Cactus Harvesting: Cycle-Aware Reference Counting in Rust

Ryan Lopopolo

🌵 CactusRef is a single-threaded, cycle-aware, reference counting smart pointer [docs] [code]. CactusRef is nearly a drop-in replacement for std::rc from the Rust standard library. (CactusRef implements all std::rc::Rc APIs except for std::rc::Rc::downcast, CoerceUnsized, and DispatchFromDyn.) Throughout this post, Rc refers to cactusref::Rc. I will refer to std::rc::Rc with its fully qualified name.

Motivation

Building cyclic data structures in Rust is hard. When a T needs to have multiple owners, it can be wrapped in a std::rc::Rc. std::rc::Rc, however, is not cycle-aware. Creating a cycle of std::rc::Rcs will leak memory. To work around this, an std::rc::Rc can be downgraded into a std::rc::Weak.

std::rc::Rc Limitations

Strong references are much more convenient to work with than weak references. Imagine the following code (written in Ruby) to create a ring:

class Node
  attr_accessor :next
end

def ring
  n1 = Node.new
  n2 = Node.new
  n3 = Node.new

  n1.next = n2
  n2.next = n3
  n3.next = n1

  n1
end

head = ring

This code is quite difficult to write with std::rc::Rc and std::rc::Weak because the ring wants to own references. If we used std::rc::Weak to implement next, after ring returns, n2 and n3 would be dropped and the std::rc::Weaks in the object graph would be dangling.

n1, n2, and n3 form a cycle. This cycle is reachable because n1 is also bound to the variable head.
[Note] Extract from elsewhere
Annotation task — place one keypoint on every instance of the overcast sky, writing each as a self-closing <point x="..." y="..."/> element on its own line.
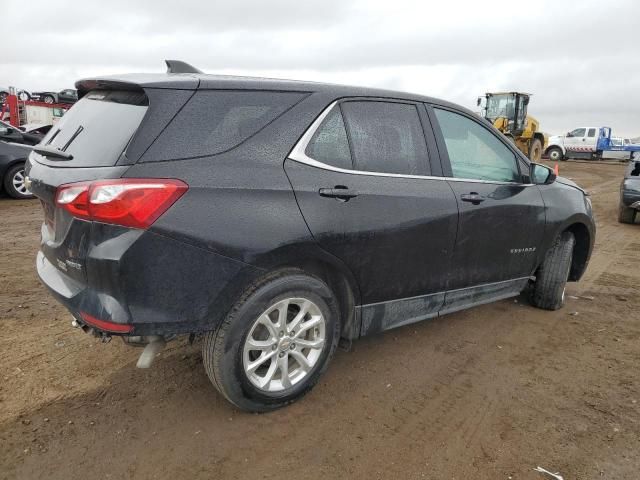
<point x="579" y="58"/>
The strong count of n1 is two, which is greater than the number of times it is owned by nodes in the cycle (only n3 owns n1). n2 and n3 should not be deallocated because they are in a cycle with n1. Because n1 is externally reachable, the entire cycle is externally reachable.

If we instead write this code:

head = ring
head = nil
# the cycle is unreachable and should be deallocated

The cycle is orphaned because the only strong references to nodes in the cycle come from other nodes in the cycle. The cycle is safe to deallocate and should be reaped.

Rust Example: Doubly Linked List

CactusRef can be used to implement a doubly linked list with ergonomic strong references. The list is deallocated when the list binding is dropped because the linked list is no longer externally reachable.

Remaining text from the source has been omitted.